SPADE#

class densitree.spade.SPADE(n_clusters: int = 50, downsample_target: float = 0.1, knn: int = 5, n_micro: int | None = None, n_consensus: int = 10, transform: str | None = 'arcsinh', cofactor: float = 150.0, backend: str = 'matplotlib', density_estimator: BaseStep | None = None, random_state: int | None = None)[source]#

Bases: object

SPADE clustering with scikit-learn-compatible API.

Improved SPADE that combines density-dependent downsampling (for rare population preservation and tree construction) with consensus overclustering (for accurate cell assignment).

The algorithm:

  1. Density estimation (k-NN) on all cells.

  2. Consensus clustering over multiple runs (overcluster into n_micro microclusters, merge into n_clusters metaclusters, align labels via Hungarian algorithm, filter low-agreement runs, take majority vote).

  3. Density-dependent downsampling for tree construction.

  4. MST construction on metacluster centroids.

Parameters:
  • n_clusters (int) – Number of clusters (default 50).

  • downsample_target (float) – Fraction of cells to retain for tree construction (default 0.1).

  • knn (int) – k for k-NN density estimation (default 5).

  • n_micro (int | None) – Number of microclusters. None uses min(10 * n_clusters, n_cells // 10).

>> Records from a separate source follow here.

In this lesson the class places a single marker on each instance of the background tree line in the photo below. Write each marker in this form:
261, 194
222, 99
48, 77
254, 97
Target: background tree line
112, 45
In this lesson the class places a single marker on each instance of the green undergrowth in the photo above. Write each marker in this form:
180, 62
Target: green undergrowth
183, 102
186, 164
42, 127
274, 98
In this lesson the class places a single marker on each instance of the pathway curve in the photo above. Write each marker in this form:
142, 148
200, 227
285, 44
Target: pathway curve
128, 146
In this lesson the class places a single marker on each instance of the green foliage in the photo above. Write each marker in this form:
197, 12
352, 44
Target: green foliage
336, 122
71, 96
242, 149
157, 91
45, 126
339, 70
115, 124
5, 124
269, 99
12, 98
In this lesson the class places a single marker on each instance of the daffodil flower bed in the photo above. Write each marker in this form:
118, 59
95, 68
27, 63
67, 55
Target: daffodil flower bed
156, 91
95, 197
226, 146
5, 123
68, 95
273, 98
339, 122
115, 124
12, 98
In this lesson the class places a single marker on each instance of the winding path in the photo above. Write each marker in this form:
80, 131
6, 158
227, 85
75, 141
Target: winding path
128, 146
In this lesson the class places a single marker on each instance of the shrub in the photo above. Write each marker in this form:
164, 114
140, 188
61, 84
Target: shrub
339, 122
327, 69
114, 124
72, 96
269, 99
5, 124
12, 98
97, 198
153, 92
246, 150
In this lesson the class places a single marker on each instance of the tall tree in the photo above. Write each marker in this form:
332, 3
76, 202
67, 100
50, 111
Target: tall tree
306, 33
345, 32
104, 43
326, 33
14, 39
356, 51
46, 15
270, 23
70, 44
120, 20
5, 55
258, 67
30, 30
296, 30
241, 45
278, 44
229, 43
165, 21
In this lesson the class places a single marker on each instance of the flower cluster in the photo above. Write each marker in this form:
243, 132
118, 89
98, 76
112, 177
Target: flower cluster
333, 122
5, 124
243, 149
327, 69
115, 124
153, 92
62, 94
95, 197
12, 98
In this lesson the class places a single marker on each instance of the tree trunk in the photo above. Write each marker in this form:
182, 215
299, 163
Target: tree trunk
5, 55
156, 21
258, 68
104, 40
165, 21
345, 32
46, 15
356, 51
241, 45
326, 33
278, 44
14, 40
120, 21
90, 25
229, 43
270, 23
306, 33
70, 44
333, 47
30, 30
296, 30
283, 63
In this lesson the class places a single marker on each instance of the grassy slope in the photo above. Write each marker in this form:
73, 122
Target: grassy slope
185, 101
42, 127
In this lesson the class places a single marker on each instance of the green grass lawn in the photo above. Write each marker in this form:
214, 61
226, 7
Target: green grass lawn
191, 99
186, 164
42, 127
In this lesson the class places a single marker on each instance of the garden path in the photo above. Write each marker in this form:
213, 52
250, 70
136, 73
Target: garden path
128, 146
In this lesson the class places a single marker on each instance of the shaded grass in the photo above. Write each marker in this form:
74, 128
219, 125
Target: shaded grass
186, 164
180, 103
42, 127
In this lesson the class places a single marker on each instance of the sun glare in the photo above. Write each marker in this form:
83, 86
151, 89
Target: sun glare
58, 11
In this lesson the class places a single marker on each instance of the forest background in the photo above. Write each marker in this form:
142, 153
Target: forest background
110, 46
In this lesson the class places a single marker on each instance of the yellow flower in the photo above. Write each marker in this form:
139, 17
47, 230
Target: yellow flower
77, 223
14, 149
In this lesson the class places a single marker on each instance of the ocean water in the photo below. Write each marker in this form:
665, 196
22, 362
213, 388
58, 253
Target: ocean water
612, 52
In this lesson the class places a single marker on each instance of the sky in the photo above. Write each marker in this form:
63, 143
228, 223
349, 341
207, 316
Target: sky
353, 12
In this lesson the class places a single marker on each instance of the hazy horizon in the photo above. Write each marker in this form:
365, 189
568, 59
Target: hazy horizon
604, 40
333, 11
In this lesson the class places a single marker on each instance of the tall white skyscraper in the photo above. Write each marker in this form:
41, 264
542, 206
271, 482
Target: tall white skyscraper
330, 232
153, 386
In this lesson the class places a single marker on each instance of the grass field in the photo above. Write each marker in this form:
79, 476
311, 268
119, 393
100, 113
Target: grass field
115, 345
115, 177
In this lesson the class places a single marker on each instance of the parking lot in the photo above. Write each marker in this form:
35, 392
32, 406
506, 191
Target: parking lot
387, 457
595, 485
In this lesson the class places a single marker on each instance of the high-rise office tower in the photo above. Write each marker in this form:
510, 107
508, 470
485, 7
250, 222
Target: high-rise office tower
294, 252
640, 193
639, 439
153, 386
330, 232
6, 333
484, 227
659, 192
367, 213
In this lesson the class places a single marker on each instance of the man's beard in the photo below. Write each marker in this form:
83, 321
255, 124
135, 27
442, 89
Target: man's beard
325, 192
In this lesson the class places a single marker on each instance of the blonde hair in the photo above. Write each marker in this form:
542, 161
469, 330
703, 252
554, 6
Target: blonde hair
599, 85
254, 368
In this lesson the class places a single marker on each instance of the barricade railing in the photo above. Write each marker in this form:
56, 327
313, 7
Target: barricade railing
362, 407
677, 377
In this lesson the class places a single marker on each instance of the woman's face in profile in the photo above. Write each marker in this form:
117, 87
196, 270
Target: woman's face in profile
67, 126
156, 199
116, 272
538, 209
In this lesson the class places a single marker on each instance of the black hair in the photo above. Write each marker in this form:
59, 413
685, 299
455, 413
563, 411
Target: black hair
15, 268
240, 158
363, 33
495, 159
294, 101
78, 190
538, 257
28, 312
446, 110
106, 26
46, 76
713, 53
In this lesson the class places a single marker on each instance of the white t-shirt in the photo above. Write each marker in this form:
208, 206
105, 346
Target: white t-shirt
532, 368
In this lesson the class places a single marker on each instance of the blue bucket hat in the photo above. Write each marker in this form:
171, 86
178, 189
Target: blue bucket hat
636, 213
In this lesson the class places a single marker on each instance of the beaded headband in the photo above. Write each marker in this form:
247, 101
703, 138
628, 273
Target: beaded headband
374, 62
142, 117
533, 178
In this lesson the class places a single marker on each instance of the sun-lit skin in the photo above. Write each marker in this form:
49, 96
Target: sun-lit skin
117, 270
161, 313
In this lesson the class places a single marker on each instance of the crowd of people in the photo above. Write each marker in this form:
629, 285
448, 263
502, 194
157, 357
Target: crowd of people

  • n_consensus (int) – Number of MiniBatchKMeans runs per linkage type for consensus. Total runs = 2 * n_consensus (ward + average). Default 10.

  • transform (str | None) – 'arcsinh', 'log', or None.

  • cofactor (float) – Arcsinh cofactor (default 150.0).

  • backend (str) – Default plotting backend.

  • density_estimator (BaseStep | None) – Custom density estimator step.

  • random_state (int | None) – Seed for reproducibility.

fit(X: ndarray | DataFrame) SPADE[source]#

Fit SPADE to data.

fit_predict(X: ndarray | DataFrame) ndarray[source]#

Fit and return cluster labels for all cells.